Un teleférico destartalado comunica Khulo y Tago en la región de Georgia más cercana a Turquía. Veit Helmer no necesitó subirse para visualizar su gran idea: reproducir el cine de enredos de la etapa más primigenia del cine con la excusa de no poder comunicarse entre cabinas en mitad del cielo.

Todos sabemos de las debilidades que protagonizan las películas de Helmer, las mujeres y el bullicioso silencio. Siempre se ampara en bellas jóvenes que con su simple presencia y mimético rostro son capaces de expresar con detalle cada diálogo que habita en la mente del director. Una música agradable, una trama sencilla y ya solo queda disfrutar del espectáculo que ha preparado para nosotros.

Góndola es un viaje de ida y vuelta a los sueños y pasiones de dos jóvenes azafatas de teleférico. Una recién llegada y otra deseosa de zarpar en vuelos internacionales, ambas se descubren a través de sus efímeros encuentros durante el cruce de las cabinas a medio camino. La historia es sencilla y se cuenta rápido, pero es solo una excusa para desplegar la imaginación con intención de mejorar esos encuentros. Helmer no se conforma únicamente con miradas, desplantes y gestos. Busca adornar los intercambios de teleféricos con disfraces, revistiendo los vagones y tocando música para amenizar lo que a todas luces es un trabajo poco apasionante. La diversión la ponen ellas en un viaje por los cielos donde solo encontramos unos pocos pasajeros que se repiten una y otra vez, con la intención de crear vínculos diferentes con cada una de las muchachas. Góndola se vuelve metódica y se aprovecha de esas repeticiones para encontrar diferentes variantes a una misma situación, forzando ese instante en el que coinciden las chicas en el espacio como si estuviera parado en el tiempo para poder dar forma al relato que subyace de la comedia. Porque el verdadero interés surge cuando aparece el juego de seducción entre ambas, cuando se esfuerzan por conquistar lo que desde un inicio se entiende como una atracción que nace incluso antes de conocerse. Aquí es donde aparece el mimo de Helmer, una intimidad que supera con creces la parte más liviana y entretenida del film, confirmando su idolatría por el cuerpo femenino con delicadas imágenes en las que soñar tiene un aroma más cálido.

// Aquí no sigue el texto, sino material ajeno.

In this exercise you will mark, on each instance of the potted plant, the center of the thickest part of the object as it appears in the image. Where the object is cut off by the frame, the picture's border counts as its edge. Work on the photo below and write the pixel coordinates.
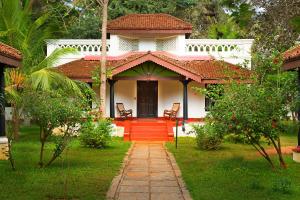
(296, 154)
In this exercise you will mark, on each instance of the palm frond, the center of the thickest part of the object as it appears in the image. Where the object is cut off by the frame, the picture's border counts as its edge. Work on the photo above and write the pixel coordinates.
(52, 59)
(47, 79)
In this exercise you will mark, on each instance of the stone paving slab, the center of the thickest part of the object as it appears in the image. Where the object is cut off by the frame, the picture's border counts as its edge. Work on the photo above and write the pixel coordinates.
(149, 172)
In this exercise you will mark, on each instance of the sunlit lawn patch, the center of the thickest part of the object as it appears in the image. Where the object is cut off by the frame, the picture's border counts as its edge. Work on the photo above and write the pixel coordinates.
(81, 173)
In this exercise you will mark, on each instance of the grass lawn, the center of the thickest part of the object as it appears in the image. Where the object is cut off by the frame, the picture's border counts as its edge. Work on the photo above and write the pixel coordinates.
(81, 173)
(235, 172)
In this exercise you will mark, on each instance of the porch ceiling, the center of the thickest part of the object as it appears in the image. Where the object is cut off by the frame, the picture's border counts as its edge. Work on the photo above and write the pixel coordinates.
(148, 71)
(198, 69)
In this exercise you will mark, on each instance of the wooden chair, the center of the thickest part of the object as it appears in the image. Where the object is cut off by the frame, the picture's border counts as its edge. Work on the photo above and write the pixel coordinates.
(123, 113)
(173, 112)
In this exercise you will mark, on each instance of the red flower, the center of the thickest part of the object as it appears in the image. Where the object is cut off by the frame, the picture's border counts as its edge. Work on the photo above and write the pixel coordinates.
(296, 150)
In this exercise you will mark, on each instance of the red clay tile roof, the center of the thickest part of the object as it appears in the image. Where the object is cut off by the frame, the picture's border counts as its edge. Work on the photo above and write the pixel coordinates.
(10, 52)
(292, 53)
(149, 22)
(203, 69)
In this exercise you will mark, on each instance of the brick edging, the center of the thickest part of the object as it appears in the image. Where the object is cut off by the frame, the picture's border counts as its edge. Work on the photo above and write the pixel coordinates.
(111, 193)
(185, 193)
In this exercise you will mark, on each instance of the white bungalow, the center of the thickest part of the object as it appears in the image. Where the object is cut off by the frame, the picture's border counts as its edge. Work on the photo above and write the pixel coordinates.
(154, 64)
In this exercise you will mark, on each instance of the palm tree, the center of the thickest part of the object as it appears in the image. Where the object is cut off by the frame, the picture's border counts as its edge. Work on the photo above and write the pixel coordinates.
(19, 30)
(39, 77)
(104, 4)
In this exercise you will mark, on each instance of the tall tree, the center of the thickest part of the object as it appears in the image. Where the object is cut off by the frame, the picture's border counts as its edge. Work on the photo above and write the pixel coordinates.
(104, 4)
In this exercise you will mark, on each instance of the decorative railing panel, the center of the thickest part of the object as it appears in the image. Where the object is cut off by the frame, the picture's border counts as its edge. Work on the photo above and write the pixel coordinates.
(84, 47)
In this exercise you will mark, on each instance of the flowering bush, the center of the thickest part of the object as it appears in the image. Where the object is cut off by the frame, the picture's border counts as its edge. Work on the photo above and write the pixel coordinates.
(296, 150)
(95, 134)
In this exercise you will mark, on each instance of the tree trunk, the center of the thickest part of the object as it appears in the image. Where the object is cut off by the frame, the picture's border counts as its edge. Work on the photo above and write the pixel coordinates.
(103, 60)
(42, 139)
(15, 121)
(264, 154)
(279, 152)
(11, 159)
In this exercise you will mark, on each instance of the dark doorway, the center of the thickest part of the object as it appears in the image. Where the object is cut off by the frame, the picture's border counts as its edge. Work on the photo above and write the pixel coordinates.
(147, 97)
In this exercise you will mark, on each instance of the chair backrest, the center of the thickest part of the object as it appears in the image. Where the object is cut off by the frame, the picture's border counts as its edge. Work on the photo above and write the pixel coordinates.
(176, 107)
(120, 107)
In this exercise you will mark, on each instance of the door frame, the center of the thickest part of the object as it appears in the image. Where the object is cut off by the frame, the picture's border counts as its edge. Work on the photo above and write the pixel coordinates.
(137, 98)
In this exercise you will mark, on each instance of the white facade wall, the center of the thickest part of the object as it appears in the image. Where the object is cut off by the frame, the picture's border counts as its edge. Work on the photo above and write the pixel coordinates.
(169, 92)
(235, 51)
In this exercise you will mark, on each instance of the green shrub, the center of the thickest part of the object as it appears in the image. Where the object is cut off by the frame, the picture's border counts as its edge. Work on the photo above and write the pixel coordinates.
(206, 137)
(236, 138)
(282, 185)
(96, 134)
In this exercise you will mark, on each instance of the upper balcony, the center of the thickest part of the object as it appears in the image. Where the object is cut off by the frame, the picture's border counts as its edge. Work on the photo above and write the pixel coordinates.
(236, 51)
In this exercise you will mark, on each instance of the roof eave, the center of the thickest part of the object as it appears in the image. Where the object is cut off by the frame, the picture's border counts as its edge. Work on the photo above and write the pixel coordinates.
(141, 31)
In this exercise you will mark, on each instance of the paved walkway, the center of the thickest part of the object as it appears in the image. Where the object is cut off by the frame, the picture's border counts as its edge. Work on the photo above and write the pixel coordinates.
(149, 172)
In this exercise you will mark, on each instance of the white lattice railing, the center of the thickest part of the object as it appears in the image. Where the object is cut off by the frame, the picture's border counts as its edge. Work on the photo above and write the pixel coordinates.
(222, 46)
(235, 51)
(84, 47)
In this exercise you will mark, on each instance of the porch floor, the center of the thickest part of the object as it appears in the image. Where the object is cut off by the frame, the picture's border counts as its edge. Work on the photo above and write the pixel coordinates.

Helmer no necesita palabras, pero sí se emplea a fondo en el sonido, acompañando de sonidos propios de maquinaria, pequeños suspiros humanos y una cuidada selección musical con la que transmitir la positividad y festividad que abandera el film. No quiere decir que únicamente se base en una historia buenista ajena al mundo actual, pero prevalece en todo momento un tono amable y acomodado para conseguir una película llena de optimismo y ganas de vivir, algo muy propio del director en su cine.

Es cierto que emplea todo tipo de trucos para que le dé tiempo a contar lo que necesita en cada momento, llegando a no importar si los vagones vienen o van, suben o bajan, siempre y cuando sirva para cruzar pequeñas historias diurnas que impregnen de animosidad la pantalla. Quizá no sea su película más notable, pero es fácil disfrutar de unos amplios y verdes paisajes, con ciertas estampas idílicas llenas de personajes sencillos siempre dispuestos a gozar del momento, con o sin góndola de por medio.